These Standard Terms and Conditions of Sale (“Agreement”) sets forth the terms and conditions (“Terms”) applicable to any procurement by a purchaser (“Customer”) of any hardware and software (collectively, (“Product” or “Products”) and/or various cloud services,managed services,maintenance services and support services (collectively, “Services”) from Zinfinity, LLC (“Zinfinity”). Zinfinity’s acceptance of Customer’s order is expressly conditioned on Customer’s acceptance of these Terms. Zinfinity expressly rejects all terms and conditions set forth on Customer's PO or other documentation which are contrary to, in addition to, or which in any way modify any of the Terms contained herein. Customer shall be conclusively deemed to have accepted these Terms upon Customer’s acceptance of a Zinfinity Quotation (“Sales Quote”) referencing this Agreement. Except to the extent Customer has a written, signed, separate agreement with Zinfinity governing the purchase and sale of Products and/or Services, these Terms supersede any previous communications, representations, or agreements between the parties regarding the purchase of Products and/or Services from Zinfinity. Any changes from these Terms, must be specifically agreed to in writing by an authorized representative of Zinfinity, before becoming binding on Zinfinity.
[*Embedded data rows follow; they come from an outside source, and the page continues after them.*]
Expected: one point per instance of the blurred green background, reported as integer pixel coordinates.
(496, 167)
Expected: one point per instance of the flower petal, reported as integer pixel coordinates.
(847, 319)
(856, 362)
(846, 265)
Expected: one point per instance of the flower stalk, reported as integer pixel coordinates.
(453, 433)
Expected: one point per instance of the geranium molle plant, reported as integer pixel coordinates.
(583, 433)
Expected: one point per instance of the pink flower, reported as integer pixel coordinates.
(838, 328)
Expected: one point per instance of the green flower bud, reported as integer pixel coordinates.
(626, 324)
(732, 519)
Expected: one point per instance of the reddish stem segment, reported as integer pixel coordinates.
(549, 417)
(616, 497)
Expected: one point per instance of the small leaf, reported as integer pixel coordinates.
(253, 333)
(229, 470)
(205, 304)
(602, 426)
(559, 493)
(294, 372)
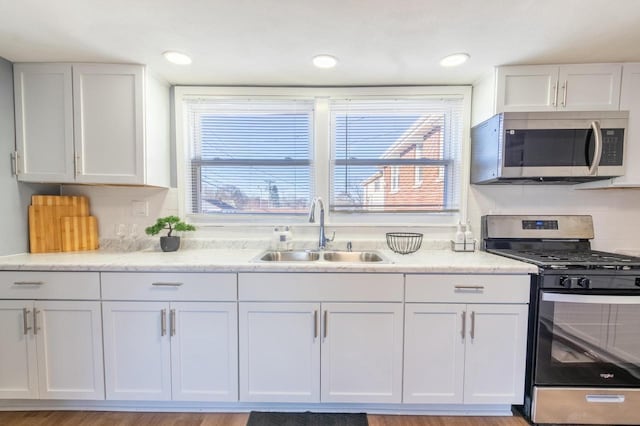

Attorney’s Fees. In the event legal action is brought by either party, the prevailing party shall be entitled to reimbursement of reasonable attorney’s fees and court costs.
Waiver. The waiver by either party of any default or breach of this Agreement will be effective only in specific instances and for the specific purpose and shall not constitute a waiver of any other provision of this Agreement.
Survival of Obligations. Any obligations and duties that by their nature extended beyond the expiration or termination of this Agreement shall survive the termination of this Agreement shall survive the termination of this Agreement.